I've been thinking a lot lately about the idea of creating a very large facility for cryonics storage. The main reason for this is that a larger vessel costs less per unit volume. Whenever you increase the diameter of a sphere or cube by 10, the surface area (which is what determines how much heat enters) goes up by 100 times, but the volume (storage space) goes up by 1000 times. So keeping 1000 times as many patients frozen only costs 100 times as much -- it is 1/10th of the cost per patient. Storing one thousand patients is 10 times as cheap (per patient) as storing one, and storing a million patients is ten times as cheap as storing a thousand.
Suppose your long-term costs are $200/month for neurosuspension in a small dewar.

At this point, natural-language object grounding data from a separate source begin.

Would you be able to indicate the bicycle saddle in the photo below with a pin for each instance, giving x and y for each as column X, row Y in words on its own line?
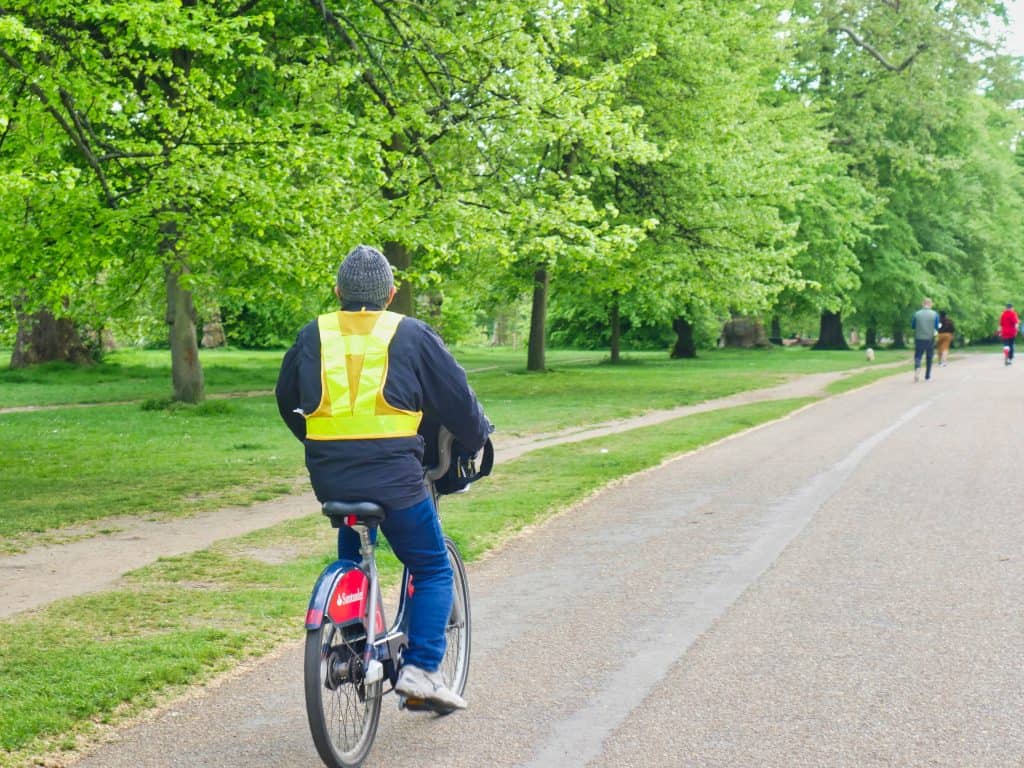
column 366, row 512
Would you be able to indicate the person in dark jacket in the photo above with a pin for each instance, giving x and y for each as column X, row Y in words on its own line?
column 353, row 388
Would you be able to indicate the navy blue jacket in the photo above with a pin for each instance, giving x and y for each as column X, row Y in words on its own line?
column 422, row 375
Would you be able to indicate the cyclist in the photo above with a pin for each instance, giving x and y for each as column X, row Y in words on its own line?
column 353, row 388
column 1009, row 323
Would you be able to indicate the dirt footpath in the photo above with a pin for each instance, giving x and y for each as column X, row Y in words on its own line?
column 31, row 580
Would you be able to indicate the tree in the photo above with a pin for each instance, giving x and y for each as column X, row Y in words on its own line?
column 731, row 157
column 899, row 81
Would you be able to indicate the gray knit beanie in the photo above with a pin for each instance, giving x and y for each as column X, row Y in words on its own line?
column 366, row 276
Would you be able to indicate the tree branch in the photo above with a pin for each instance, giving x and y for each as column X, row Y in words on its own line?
column 75, row 135
column 876, row 53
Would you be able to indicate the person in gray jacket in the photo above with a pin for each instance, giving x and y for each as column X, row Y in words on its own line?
column 925, row 324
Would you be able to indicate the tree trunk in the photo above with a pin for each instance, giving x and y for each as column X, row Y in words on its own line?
column 830, row 333
column 186, row 372
column 44, row 338
column 502, row 335
column 538, row 321
column 616, row 333
column 399, row 259
column 685, row 347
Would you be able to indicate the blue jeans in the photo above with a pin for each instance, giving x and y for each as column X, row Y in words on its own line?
column 924, row 347
column 415, row 536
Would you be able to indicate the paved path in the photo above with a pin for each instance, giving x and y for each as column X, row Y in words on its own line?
column 101, row 559
column 840, row 588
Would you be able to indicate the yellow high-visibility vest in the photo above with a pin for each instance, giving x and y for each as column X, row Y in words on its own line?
column 353, row 369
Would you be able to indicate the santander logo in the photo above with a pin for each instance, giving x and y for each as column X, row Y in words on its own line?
column 348, row 599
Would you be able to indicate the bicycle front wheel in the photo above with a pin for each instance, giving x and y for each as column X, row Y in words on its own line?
column 343, row 711
column 455, row 665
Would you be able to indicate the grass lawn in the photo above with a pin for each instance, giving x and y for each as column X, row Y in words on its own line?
column 60, row 467
column 185, row 619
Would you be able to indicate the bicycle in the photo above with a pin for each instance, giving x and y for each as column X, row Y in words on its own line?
column 349, row 657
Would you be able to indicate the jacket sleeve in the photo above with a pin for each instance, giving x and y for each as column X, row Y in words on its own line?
column 448, row 395
column 287, row 392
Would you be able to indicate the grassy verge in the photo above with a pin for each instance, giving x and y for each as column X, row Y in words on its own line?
column 69, row 466
column 183, row 620
column 74, row 466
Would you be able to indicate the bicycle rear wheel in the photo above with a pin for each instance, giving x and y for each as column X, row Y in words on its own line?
column 343, row 711
column 455, row 665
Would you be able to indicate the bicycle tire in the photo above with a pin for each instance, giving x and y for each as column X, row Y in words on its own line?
column 343, row 719
column 455, row 665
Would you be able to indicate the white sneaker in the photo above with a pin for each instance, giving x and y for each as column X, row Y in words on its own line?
column 429, row 686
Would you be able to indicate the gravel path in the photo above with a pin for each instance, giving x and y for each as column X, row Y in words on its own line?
column 840, row 588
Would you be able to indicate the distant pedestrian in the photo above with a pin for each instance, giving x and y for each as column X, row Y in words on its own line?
column 1009, row 324
column 925, row 324
column 945, row 338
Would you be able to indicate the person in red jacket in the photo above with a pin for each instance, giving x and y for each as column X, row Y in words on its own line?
column 1009, row 324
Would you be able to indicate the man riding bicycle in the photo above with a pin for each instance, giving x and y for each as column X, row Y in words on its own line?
column 354, row 388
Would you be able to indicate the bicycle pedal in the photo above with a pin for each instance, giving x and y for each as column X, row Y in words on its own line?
column 415, row 705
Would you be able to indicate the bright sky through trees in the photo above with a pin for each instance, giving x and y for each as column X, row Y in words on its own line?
column 1015, row 31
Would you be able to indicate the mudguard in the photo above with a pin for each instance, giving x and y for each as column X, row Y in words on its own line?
column 341, row 594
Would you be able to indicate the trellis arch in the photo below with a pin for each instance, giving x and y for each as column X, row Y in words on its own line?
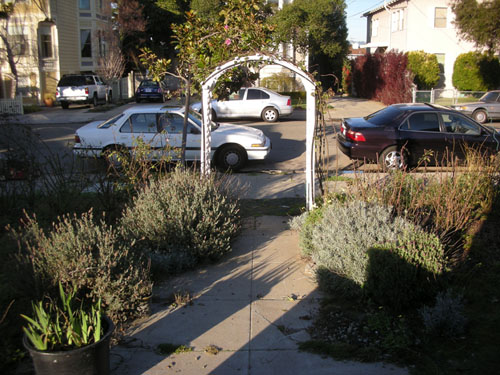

Store 1000 heads and you can store the lot for $20,000 per month, which is $20/month each. Store a million and it costs them each only $2/month. And that savings is from geometric efficiency alone...
In addition, you can add extra insulation with less proportionate effect on surface area. If you have an inch of diameter added as insulation, that is 10% of a 10-inch diameter vessel, and adds 10% greater surface area. Make that vessel 100 times bigger and you're talking 0.1%. The cost of an inch of insulation is brought down by making the vessel bigger. Thus you can choose a cheaper form of insulation (e.g. spray-on polyurethane foam), or simply use more of the really good stuff (layers of reflective mylar suspended in a vacuum).
Another advantage is that liquid nitrogen need not be used, at least not throughout the vessel. The ideal temperature for storing vitrified biologicals is not LN2 temperature, but actually slightly above it, at -130C. Cooling lower than that can cause more cracking. But all that aside, practically speaking you could save a lot of money by running a large facility at a slightly higher temperature, as less heat would leak in. The time buffer created by LN2 could be reblicated by having large amounts of thermal mass. LN2 could also be kept inside the vessel in a smaller storage tank under a slight amount of pressure, as a backup in case of catastrophic loss of coolers.
There are disadvantages to building a larger facility. For one thing, it is harder to keep it in a secret location. This could make it a bigger terrorist target, particularly if we were to construct comething like a billion-person tank. On the other hand, security is yet another thing that could be increased dramatically at a reduced cost per patient.
The biggest obstacle I can see is that in order to pay for it, you need a heck of a lot of people to be signed up for it. They would most likely have to be paying for it before they die, because you need enough money to fund it as soon as it goes into operation.